Summary
Highlights
The Jewish Museum in Berlin, built between 1993 and 1998 by Daniel Libeskind, was conceived to replace the one closed by the Gestapo. Libeskind was inspired by the empty tombstones in Jewish cemeteries, symbolizing a void and the absence of continuity. The site in the Kreutzburg district, rebuilt after wartime bombardment, held a hidden history 'a few centimeters below the ground' of real people, not just abstract numbers. Libeskind felt that the Jewish history of Berlin 'haunts the place' and that the museum should make this palpable. His inspiration came from Walter Benjamin's 'One-Way Street' and Schoenberg's unfinished opera 'Moses and Aaron,' which led him to design the building as a 'prolongation of this unfinished musical work,' entitling his proposal 'Between the Lines.'
The museum's striking, zigzag form, nicknamed 'the Blitz' by Berliners, embodies 'the violence, all the ruptures in the history of Jews in Germany.' This shape is derived not only from abstract ideas but also from the physical presence of trees on the site, altering its direction. From the sky, the lightning shape is clear, but from the ground, the new building is deliberately discreet, respecting the adjacent baroque structure and only revealing a narrow segment of its facade.
The museum's entrance is unique; visitors enter through the old baroque building, descending into a concrete well that pierces all levels, intertwining German and Jewish history. This underground area contains the 'heart of the whole project,' three corridors or 'axes' embodying 'continuity, exile, and death.' Libeskind aimed to create a space that hadn't existed before, challenging conventional museum circulation with unexpected pathways and depths, drawing visitors into the experience of Jews in Berlin rather than offering a straightforward exhibit. It's not a stroll, but 'a testing journey, an ordeal.'
The 'axis of continuity' is the longest of the three paths, leading to the museum galleries and symbolizing the enduring Jewish presence in Germany. This axis culminates in a narrow, upward-spiraling staircase, emphasizing the 'difficulty of making one's way along the path to return to the light of day.' The other two underground axes are exhibition areas. The 'axis of the Holocaust' ends in a dark, concrete 'Tower of the Holocaust' with only a narrow slit for light, physically separated from the main building. The 'axis of Exile' leads to the 'garden of exile,' a hanging garden of 49 concrete pillars that metaphorically represent uprooting and the disorientation of exile. Despite appearing open, this garden is a dead end, cut off by a dry moat, symbolizing that 'exile is also imprisonment' and forcing a return to the underground axes.

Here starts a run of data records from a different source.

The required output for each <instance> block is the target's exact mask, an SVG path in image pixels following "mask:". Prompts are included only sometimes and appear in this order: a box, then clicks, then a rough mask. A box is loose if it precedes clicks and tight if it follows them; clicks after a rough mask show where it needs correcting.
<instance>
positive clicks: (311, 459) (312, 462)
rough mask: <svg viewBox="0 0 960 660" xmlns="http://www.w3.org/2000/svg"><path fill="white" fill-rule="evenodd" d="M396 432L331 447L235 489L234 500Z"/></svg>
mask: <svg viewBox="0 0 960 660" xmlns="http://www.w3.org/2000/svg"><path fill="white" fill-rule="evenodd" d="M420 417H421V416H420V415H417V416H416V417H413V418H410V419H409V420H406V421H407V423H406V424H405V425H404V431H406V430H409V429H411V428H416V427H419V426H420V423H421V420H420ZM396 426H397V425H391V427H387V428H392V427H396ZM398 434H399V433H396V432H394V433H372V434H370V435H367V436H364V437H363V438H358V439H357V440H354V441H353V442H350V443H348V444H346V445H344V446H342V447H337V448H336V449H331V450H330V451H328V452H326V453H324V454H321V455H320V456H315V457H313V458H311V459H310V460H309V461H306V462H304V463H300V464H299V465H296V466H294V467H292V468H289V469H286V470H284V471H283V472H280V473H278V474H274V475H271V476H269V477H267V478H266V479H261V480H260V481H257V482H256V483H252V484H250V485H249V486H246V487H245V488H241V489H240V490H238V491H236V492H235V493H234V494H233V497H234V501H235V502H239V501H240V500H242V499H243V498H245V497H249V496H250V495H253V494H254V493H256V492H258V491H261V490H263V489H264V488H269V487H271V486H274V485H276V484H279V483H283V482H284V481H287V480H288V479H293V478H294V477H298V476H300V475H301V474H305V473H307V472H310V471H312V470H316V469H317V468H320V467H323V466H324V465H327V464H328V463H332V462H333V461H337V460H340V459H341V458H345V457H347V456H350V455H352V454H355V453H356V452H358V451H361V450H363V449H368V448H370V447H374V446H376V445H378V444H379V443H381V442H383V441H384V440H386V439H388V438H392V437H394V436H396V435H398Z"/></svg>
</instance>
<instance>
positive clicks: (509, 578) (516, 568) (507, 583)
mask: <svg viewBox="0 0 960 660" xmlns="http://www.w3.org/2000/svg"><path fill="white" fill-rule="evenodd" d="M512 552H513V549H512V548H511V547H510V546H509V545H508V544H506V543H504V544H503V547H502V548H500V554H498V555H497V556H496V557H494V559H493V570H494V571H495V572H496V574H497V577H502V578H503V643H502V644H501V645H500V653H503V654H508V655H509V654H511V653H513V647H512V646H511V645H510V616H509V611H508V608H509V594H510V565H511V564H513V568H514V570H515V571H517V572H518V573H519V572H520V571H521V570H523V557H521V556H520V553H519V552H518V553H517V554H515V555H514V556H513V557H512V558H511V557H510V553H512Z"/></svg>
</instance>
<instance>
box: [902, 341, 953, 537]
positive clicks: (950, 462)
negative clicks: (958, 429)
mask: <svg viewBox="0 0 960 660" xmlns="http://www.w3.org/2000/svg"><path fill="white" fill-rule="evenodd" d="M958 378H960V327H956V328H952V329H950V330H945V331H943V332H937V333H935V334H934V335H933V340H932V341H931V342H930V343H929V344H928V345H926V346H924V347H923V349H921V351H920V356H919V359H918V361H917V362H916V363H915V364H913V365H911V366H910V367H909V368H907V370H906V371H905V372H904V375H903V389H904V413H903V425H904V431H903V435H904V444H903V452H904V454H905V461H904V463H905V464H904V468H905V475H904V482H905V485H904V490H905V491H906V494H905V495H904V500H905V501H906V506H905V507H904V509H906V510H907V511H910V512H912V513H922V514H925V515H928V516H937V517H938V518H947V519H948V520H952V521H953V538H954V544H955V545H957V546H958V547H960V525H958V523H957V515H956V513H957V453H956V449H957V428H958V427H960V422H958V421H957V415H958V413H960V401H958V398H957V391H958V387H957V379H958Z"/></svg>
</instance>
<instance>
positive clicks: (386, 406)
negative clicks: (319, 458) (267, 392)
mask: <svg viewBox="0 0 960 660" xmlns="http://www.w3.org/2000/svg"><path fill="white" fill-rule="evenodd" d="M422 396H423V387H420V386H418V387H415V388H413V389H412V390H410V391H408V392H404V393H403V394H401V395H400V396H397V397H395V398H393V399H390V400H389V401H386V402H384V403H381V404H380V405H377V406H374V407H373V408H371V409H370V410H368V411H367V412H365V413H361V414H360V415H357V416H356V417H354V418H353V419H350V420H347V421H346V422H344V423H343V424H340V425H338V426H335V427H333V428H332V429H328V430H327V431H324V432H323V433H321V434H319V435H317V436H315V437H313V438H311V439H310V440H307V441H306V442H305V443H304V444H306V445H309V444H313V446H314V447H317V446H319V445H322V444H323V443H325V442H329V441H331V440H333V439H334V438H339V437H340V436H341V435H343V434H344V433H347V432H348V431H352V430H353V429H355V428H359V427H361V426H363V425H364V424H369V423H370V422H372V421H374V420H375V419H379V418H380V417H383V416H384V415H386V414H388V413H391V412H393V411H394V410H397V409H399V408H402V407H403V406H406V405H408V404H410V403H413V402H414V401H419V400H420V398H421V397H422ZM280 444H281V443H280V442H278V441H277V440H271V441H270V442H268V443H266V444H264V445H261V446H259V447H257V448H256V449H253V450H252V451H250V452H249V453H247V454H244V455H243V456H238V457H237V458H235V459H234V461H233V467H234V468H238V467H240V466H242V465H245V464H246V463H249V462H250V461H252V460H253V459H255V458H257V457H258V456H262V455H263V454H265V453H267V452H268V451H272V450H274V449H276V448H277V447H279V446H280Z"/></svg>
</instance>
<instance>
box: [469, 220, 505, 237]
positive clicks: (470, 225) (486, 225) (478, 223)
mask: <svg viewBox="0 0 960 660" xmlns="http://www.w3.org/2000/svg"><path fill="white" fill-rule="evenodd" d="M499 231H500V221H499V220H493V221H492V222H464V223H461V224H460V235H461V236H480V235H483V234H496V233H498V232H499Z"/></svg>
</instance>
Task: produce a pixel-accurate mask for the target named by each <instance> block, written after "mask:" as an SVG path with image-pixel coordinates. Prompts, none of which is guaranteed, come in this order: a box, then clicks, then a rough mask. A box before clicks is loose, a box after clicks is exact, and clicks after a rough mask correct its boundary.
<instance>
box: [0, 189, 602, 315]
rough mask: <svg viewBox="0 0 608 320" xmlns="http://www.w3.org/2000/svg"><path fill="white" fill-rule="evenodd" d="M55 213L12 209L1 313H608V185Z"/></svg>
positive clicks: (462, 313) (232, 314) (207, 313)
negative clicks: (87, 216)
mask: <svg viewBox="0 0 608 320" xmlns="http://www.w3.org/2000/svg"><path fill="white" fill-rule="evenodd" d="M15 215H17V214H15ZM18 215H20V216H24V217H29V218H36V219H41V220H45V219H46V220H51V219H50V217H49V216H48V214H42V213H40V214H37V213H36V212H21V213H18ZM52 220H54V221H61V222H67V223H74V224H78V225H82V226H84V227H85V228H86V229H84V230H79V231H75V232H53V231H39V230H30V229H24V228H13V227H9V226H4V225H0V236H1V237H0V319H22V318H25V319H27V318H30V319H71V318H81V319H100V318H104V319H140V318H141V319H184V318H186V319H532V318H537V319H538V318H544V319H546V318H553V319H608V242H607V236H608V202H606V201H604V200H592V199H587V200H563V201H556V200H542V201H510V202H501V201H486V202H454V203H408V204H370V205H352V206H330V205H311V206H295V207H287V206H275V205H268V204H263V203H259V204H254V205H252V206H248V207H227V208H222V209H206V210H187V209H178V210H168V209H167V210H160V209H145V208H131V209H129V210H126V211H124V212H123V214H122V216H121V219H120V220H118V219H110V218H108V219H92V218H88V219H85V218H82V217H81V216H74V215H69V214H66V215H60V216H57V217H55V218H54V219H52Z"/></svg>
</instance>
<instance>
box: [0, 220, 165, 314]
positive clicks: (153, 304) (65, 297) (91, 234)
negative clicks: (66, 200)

The old and new buildings, along with the Tower of the Holocaust and the Garden of Exile, are conceived as independent elements linked by hidden networks. The main building is covered in zinc, designed to oxidize over time, creating a softer, somber exterior that contrasts with the 'slashes' of its non-traditional openings. These gashes and cuts are not merely aesthetic; they are derived from Libeskind's mapping of addresses of emblematic figures of German Judaism in Berlin, projected onto the building's volumes to create a 'totally haphazard pattern.' This leads to challenging interior spaces for curators, with walls that make hanging art difficult.
Despite its completion in 1998, the museum was initially empty, with 350,000 visitors viewing only the architecture itself. When finally inaugurated with a collection in 2001, interior decorators made changes, often 'obliterating singularities' and 'blocking up the windows.' However, the stark 'voids' remained: six concrete towers traversing the building at all levels, empty and unheated, with no access. These voids, only hinted at by skylights on the roof, embody 'the final figure in German Judaism: absence.' Libeskind fought to keep these spaces, arguing they were necessary to convey a story that can never be fully told, always creating tension and subverting attempts to make it finite.
One of these voids, accessible to visitors, is named the 'void of memory,' serving as a powerful and permanent reminder of what was lost.